In Germany, Sarkozy maintains closer contacts to the Bavarian Christian Social Union of Edmund Stoiber than to the Christian Democratic Union led by the German chancellor, Angela Merkel. Like Sarkozy, Stoiber also takes a more skeptical position towards the European Union and fights in particular for regional interests.
Important differences between the two rivals in the UMP also emerged in the course of the CPE dispute. While Villepin gave the trade unions the cold shoulder, Sarkozy sought to integrate them so as to bring the mass movement under control. And his calculations bore fruit.
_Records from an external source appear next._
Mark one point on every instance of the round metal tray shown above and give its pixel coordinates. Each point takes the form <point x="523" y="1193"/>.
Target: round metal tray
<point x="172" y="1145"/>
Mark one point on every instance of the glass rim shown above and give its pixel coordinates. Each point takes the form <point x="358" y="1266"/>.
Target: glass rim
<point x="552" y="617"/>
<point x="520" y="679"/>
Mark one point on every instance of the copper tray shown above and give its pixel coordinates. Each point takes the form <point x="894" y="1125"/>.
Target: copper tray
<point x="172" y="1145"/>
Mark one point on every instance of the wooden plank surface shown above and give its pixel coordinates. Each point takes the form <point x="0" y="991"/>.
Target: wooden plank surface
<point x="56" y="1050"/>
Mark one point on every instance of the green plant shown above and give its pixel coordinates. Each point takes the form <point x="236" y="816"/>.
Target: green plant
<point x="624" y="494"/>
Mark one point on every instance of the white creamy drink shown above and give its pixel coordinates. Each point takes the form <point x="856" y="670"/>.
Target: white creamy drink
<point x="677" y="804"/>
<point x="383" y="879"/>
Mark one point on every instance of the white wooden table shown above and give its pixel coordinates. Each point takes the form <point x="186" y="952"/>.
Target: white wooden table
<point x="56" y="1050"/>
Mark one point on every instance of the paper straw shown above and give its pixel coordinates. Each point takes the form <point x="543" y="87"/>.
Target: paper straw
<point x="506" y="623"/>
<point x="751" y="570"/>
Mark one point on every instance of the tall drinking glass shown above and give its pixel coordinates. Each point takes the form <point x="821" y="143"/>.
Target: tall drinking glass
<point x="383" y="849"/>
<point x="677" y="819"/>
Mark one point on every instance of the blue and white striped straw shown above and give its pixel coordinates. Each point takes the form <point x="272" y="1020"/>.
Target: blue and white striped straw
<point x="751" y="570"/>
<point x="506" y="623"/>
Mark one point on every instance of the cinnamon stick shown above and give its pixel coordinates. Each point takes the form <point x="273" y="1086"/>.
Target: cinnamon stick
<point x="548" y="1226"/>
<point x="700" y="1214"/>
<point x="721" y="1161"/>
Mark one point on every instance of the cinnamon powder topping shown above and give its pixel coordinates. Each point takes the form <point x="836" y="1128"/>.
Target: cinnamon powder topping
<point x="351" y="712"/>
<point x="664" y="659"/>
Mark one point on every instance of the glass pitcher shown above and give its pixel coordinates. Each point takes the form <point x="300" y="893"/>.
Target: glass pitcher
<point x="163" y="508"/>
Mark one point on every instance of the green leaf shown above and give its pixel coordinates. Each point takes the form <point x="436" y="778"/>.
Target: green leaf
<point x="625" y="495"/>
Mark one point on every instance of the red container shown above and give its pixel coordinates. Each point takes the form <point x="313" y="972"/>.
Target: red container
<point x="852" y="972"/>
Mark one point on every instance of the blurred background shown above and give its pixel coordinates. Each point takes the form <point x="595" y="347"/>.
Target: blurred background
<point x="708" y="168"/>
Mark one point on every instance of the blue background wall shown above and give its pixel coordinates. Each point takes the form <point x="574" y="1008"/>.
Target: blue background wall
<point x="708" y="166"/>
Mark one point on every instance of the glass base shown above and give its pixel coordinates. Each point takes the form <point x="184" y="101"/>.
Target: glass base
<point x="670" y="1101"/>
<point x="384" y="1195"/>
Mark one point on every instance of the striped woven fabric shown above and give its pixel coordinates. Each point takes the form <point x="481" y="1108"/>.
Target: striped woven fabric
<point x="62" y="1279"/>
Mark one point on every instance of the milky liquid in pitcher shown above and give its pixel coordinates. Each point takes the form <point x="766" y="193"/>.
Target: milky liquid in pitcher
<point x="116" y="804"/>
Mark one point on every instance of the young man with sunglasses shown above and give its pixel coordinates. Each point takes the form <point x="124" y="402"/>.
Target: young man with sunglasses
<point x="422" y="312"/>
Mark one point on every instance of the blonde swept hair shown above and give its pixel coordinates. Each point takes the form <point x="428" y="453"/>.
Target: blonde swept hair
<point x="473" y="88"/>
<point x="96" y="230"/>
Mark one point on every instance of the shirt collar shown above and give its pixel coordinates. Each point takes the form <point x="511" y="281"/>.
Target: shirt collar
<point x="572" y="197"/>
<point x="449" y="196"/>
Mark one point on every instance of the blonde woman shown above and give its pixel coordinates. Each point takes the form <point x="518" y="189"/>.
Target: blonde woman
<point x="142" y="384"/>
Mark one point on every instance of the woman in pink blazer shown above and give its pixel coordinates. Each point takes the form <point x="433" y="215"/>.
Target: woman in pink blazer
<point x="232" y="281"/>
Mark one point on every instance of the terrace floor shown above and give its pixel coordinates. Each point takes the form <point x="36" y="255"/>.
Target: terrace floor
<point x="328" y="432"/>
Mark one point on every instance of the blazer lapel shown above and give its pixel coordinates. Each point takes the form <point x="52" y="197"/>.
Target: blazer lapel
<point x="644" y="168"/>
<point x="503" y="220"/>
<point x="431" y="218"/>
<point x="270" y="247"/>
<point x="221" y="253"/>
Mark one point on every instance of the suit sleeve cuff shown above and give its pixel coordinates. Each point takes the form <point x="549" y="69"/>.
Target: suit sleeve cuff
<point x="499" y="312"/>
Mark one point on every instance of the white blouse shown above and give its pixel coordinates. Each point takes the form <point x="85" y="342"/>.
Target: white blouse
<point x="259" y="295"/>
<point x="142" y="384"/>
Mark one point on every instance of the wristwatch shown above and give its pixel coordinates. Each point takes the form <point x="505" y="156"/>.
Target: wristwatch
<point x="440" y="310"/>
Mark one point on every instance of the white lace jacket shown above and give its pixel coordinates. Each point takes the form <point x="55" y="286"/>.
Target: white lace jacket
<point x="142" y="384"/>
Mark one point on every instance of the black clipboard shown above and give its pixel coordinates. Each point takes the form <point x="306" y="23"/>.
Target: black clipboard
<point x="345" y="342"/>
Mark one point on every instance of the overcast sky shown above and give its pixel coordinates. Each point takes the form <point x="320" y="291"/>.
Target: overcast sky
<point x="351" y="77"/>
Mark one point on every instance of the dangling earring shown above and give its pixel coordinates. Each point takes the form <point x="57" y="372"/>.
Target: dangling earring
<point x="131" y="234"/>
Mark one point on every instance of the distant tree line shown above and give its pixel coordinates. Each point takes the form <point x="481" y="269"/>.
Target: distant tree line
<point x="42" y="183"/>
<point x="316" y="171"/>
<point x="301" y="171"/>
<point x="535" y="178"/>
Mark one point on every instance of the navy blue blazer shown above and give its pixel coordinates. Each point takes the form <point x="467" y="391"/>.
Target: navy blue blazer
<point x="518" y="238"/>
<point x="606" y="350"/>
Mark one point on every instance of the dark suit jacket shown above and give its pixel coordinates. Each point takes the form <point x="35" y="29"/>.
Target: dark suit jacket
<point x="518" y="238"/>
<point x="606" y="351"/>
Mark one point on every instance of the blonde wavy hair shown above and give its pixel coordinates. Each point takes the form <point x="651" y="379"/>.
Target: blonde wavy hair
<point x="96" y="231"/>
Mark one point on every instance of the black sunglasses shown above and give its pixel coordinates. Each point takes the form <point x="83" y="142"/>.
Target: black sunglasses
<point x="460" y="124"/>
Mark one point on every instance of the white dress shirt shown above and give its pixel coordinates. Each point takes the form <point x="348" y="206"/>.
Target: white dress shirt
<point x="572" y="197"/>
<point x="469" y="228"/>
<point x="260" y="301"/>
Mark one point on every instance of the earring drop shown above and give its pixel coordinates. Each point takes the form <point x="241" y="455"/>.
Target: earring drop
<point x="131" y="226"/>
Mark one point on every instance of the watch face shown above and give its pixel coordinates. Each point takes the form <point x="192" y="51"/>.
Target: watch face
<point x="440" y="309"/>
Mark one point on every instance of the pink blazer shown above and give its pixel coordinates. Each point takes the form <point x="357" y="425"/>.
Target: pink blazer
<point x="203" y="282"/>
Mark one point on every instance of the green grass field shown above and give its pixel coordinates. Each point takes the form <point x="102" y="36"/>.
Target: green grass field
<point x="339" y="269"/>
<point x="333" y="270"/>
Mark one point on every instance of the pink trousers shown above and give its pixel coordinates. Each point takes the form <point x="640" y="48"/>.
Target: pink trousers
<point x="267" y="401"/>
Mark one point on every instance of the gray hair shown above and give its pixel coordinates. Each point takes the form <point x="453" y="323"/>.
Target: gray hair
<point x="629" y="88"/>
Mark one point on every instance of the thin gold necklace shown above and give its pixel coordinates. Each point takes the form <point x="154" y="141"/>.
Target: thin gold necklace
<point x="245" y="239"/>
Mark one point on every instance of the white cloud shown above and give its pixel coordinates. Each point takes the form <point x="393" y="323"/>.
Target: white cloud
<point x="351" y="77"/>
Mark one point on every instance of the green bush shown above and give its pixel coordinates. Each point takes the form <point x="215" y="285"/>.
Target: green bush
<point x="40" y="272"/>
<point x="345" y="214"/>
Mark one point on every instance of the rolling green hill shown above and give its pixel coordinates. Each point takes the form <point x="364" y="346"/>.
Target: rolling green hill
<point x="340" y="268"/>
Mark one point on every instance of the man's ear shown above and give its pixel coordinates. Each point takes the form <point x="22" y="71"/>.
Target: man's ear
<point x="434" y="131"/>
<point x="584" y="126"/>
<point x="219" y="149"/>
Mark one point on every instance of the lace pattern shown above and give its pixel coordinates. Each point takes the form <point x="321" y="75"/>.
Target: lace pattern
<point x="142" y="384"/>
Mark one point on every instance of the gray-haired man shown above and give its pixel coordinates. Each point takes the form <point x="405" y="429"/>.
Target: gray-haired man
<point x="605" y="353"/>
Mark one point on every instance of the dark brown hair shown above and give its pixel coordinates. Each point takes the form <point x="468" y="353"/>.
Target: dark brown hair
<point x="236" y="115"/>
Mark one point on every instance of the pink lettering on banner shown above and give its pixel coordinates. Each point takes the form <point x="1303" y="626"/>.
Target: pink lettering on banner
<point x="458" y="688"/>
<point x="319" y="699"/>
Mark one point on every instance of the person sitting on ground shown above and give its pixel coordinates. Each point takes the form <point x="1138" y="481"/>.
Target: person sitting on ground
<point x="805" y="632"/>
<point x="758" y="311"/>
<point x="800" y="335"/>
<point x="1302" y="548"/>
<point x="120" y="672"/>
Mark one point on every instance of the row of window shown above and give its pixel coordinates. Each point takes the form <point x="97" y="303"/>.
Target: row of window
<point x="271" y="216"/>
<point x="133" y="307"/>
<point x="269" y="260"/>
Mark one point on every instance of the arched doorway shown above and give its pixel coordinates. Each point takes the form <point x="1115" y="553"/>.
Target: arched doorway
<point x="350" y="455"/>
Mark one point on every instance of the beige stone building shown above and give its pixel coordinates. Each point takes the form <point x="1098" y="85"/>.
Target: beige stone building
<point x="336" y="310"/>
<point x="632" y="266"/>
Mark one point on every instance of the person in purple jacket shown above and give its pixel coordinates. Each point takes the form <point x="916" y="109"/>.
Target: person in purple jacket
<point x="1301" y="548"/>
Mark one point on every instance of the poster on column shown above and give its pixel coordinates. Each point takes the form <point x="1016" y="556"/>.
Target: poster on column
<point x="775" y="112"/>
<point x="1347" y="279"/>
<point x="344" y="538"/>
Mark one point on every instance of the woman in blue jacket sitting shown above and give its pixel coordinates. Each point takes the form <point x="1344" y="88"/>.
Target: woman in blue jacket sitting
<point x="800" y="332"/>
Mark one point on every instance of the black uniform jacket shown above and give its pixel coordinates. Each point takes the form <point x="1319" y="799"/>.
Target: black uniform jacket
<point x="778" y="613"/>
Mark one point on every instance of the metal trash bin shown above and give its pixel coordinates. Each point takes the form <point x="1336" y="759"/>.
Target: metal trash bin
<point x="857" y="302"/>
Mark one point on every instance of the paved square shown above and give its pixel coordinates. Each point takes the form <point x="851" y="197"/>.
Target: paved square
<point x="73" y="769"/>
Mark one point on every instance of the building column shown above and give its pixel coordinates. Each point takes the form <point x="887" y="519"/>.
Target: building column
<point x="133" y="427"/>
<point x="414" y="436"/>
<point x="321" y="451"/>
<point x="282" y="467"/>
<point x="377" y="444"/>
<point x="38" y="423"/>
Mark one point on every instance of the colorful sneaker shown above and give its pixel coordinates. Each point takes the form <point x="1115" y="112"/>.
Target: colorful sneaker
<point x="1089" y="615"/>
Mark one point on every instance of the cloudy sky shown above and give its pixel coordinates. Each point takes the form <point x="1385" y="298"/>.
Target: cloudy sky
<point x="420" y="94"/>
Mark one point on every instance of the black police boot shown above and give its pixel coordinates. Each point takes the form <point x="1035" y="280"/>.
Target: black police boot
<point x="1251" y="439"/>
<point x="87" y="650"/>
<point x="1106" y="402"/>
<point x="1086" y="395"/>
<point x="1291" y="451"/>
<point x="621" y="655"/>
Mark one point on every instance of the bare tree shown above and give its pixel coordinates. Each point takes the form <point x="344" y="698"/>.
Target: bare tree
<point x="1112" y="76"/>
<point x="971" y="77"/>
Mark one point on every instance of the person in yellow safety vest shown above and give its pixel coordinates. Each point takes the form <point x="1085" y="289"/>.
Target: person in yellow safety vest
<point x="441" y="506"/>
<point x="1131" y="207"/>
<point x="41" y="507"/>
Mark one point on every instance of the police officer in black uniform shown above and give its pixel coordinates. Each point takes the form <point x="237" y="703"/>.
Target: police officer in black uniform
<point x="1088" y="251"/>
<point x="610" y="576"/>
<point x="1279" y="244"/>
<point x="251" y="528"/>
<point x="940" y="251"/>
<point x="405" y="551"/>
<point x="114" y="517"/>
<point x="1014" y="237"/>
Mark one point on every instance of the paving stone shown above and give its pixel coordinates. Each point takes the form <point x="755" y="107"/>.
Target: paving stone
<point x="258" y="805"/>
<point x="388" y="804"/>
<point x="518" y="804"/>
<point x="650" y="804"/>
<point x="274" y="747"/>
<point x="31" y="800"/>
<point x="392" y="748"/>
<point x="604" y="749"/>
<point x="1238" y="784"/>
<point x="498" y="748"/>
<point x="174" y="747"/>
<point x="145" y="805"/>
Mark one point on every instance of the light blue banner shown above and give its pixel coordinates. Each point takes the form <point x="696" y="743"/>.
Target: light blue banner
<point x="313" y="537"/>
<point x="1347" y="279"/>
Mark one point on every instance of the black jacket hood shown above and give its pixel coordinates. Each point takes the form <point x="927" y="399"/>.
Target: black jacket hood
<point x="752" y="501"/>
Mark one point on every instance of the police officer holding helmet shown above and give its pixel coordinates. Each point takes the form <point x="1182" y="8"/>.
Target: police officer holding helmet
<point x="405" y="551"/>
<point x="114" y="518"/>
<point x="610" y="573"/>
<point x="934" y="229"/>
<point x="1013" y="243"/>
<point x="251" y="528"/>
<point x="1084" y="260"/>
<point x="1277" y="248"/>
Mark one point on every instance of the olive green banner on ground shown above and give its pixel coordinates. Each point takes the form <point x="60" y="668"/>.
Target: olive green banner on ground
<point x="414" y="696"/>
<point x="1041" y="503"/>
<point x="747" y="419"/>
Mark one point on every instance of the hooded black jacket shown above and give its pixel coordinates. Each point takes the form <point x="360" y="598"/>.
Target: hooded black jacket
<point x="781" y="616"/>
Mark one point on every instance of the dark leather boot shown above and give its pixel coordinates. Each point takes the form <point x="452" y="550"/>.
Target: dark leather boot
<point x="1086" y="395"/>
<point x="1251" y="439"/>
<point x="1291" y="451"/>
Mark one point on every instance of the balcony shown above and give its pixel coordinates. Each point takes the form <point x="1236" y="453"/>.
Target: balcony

To summarize, Sarkozy represents a political line which combines a strong, authoritarian state with a nationalist economic and foreign policy combined with corporatist elements—i.e., the integration of the trade unions and other social organizations into the state apparatus. Such elements are characteristic of many authoritarian and even dictatorial regimes.
Of course there are no hard and fast divisions. Both Sarkozy and Chirac are capable of swift political about-turns. Nevertheless, the fact that Sarkozy has risen to become the unquestioned candidate of the French right indicates that the French ruling class is endeavoring to develop new forms of rule. After 10 years in which every attack on the working class has unleashed storms of protest which have often persisted for weeks and involved millions, the ruling elite requires more repressive methods of rule.
Jacques Chirac strove for a long time to prevent Sarkozy’s rise to prominence, but the latter now has the support of influential sections of the ruling elite and the membership of the UMP.
Just one-and-a-half years ago 85 percent of party delegates voted Sarkozy to the post of chairman of the party. Chirac sought to obstruct his election by presenting an ultimatum—either he could be party chairman or minister, but not both. In response Sarkozy promptly resigned as minister. Six months later Chirac was forced to accept him back into the government.
Sarkozy’s popularity in the UMP is not matched by any support from the population as a whole. This right-wing, law-and-order politician is hated by young people and the working class. An additional factor is that the Clearstream scandal threatens to bring down not only Villepin and Chirac but the entire UMP.
This is also the fear of the “Socialist” Party, which does not want to take over government under circumstances where the entire political establishment is discredited. Following a call last Wednesday by six SP national assembly deputies for Chirac’s resignation and new elections, the six were sharply reprimanded by the party leadership. The chairman of the party, François Hollande, and the leader of the official “left” in the party, Henri Emmanuelli, immediately dissociated themselves from the proposal in the name of “respecting electoral time periods.”